Santino Quinto Rice (born 20 August 1974) is an American fashion designer and television personality. He is best known for his appearances on the reality television programs Project Runway, RuPaul's Drag Race and On the Road with Austin and Santino.

Early life and education 
Santino Rice attended classes at the Fashion Institute of Design and Merchandising in Los Angeles. Rice worked under Pegah Anvarian and Tony Duquette, prior to his involvement with the television series Project Runway.

Career

In 2005, Santino participated as a contestant on the second season of the Bravo reality show Project Runway, producing mixed results on the show. He won two challenges and was among the top three designs three more times. However, Rice was among the bottom two scores for four challenges. Ultimately, he lasted throughout the season and was one of three finalists selected to show at Olympus Fashion Week in New York City. He finished in third place, behind Daniel Vosovic and Chloe Dao.
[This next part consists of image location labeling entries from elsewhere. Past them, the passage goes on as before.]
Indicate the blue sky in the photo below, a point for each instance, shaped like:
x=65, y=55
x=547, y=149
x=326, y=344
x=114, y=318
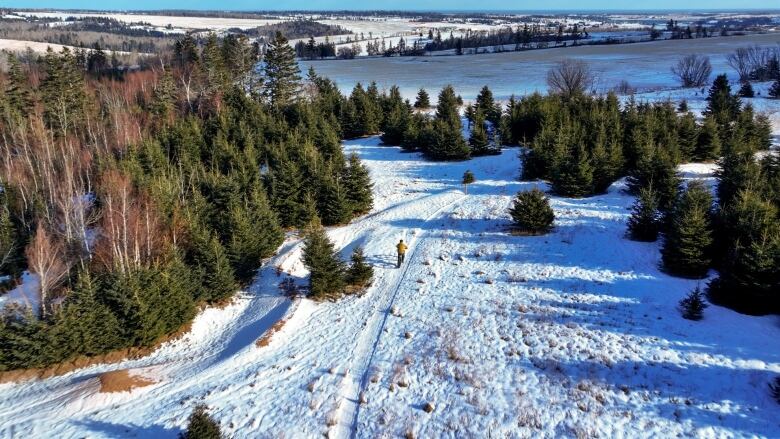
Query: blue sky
x=535, y=5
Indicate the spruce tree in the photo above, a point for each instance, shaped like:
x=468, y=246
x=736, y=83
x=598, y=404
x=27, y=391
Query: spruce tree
x=478, y=139
x=86, y=325
x=531, y=213
x=359, y=273
x=749, y=277
x=645, y=220
x=332, y=203
x=327, y=271
x=746, y=90
x=688, y=243
x=358, y=186
x=218, y=281
x=774, y=89
x=721, y=104
x=201, y=425
x=693, y=305
x=708, y=144
x=423, y=100
x=573, y=174
x=282, y=75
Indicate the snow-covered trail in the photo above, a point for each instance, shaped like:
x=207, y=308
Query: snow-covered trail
x=570, y=334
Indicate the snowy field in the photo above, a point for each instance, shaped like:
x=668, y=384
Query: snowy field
x=645, y=66
x=573, y=334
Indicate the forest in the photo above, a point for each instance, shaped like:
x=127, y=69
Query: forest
x=137, y=197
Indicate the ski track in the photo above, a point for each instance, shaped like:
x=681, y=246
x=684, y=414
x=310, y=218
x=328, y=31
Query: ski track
x=566, y=338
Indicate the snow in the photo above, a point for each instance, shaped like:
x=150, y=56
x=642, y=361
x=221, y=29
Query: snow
x=570, y=334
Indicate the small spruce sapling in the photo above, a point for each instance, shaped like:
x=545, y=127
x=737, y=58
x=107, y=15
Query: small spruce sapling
x=693, y=305
x=531, y=213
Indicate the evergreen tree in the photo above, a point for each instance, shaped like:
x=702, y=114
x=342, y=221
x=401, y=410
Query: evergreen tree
x=478, y=139
x=645, y=220
x=332, y=204
x=531, y=213
x=423, y=100
x=358, y=186
x=774, y=90
x=17, y=90
x=687, y=245
x=693, y=305
x=749, y=277
x=447, y=108
x=218, y=277
x=254, y=234
x=201, y=425
x=327, y=278
x=359, y=273
x=282, y=75
x=708, y=144
x=688, y=135
x=572, y=175
x=488, y=106
x=86, y=325
x=721, y=104
x=746, y=90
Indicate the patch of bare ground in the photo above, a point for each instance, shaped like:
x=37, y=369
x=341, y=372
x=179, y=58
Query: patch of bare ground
x=122, y=381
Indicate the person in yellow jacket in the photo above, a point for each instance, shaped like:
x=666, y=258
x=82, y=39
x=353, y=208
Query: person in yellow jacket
x=401, y=247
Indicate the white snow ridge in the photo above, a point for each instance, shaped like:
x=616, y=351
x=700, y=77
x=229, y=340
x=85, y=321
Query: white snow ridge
x=479, y=334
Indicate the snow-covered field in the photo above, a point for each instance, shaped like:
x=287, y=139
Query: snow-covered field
x=646, y=66
x=572, y=334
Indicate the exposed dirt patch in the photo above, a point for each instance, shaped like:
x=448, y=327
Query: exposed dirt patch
x=19, y=375
x=265, y=340
x=122, y=381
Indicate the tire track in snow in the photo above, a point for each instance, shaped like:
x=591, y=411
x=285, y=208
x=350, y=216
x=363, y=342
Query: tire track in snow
x=348, y=405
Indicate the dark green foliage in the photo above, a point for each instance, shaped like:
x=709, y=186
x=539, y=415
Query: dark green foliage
x=708, y=144
x=423, y=100
x=774, y=89
x=282, y=76
x=687, y=247
x=332, y=203
x=645, y=221
x=693, y=305
x=201, y=425
x=721, y=103
x=327, y=271
x=468, y=178
x=531, y=213
x=746, y=90
x=656, y=169
x=774, y=389
x=359, y=273
x=357, y=186
x=254, y=234
x=487, y=105
x=749, y=276
x=478, y=139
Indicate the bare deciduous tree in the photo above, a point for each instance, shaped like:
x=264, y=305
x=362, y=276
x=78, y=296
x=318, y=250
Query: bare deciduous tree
x=131, y=235
x=46, y=258
x=570, y=77
x=693, y=70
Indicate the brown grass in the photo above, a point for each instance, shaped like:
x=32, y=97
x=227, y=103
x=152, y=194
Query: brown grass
x=122, y=381
x=20, y=375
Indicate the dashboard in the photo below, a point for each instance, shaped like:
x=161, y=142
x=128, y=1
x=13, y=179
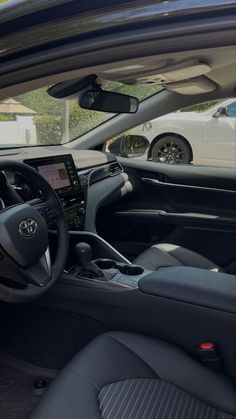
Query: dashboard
x=81, y=190
x=60, y=172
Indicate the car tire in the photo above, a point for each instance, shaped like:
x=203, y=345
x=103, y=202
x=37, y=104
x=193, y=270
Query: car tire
x=172, y=150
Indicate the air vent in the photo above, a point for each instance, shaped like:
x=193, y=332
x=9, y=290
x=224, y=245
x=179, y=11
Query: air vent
x=115, y=169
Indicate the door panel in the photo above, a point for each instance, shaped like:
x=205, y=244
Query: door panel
x=189, y=206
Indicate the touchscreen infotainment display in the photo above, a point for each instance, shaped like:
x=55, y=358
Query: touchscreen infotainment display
x=56, y=175
x=59, y=171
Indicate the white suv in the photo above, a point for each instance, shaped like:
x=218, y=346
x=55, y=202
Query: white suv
x=207, y=138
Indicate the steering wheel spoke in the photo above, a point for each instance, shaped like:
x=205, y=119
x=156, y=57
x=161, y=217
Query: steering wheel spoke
x=45, y=209
x=26, y=271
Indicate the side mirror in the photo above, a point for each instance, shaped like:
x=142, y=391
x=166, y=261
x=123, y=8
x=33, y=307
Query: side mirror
x=129, y=146
x=222, y=111
x=105, y=101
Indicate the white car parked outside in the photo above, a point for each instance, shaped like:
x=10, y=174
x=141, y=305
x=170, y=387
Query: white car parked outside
x=204, y=138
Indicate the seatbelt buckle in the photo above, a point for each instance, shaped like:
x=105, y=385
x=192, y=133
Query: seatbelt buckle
x=209, y=356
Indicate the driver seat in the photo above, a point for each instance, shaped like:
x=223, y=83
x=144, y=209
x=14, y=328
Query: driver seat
x=124, y=375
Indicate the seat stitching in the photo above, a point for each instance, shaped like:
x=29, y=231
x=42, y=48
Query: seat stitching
x=167, y=381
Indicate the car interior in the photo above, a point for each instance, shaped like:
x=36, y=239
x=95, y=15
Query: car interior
x=118, y=275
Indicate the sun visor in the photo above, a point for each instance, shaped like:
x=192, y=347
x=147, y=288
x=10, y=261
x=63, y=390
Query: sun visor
x=195, y=86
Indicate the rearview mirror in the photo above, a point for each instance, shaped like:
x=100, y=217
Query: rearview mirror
x=102, y=100
x=129, y=146
x=222, y=111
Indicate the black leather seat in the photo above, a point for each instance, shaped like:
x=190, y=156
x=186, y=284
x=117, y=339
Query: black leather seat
x=165, y=254
x=125, y=376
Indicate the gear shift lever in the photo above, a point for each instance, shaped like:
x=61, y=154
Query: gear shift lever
x=89, y=269
x=84, y=253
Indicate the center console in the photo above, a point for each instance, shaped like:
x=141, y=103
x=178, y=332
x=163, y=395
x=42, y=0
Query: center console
x=61, y=174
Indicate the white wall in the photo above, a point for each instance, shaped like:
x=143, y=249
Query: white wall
x=22, y=131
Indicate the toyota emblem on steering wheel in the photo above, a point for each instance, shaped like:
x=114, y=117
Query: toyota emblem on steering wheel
x=28, y=227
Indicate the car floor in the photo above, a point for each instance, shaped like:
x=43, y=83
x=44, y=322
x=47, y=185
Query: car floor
x=36, y=342
x=19, y=382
Rice became well known for the charismatic and sometimes abrasive persona that he presented on Project Runway, and he was often cited as the "villain" of the show. He was also known for his humor, including his impersonations of mentor Tim Gunn.

After Project Runway, Rice was selected to be one of the judges of the Miss Universe 2006 pageant. He was also asked by MTV VJ SuChin Pak to design her dress for the 2006 MTV Movie Awards. The following year, Rice made a guest appearance in the sixth episode of America's Most Smartest Model, in which he taught the contestants about fashion design. As of 2008, he was creating a new cigarette pack design for Camel, dressing a handful of elite private clients, and working on building his own clothing company.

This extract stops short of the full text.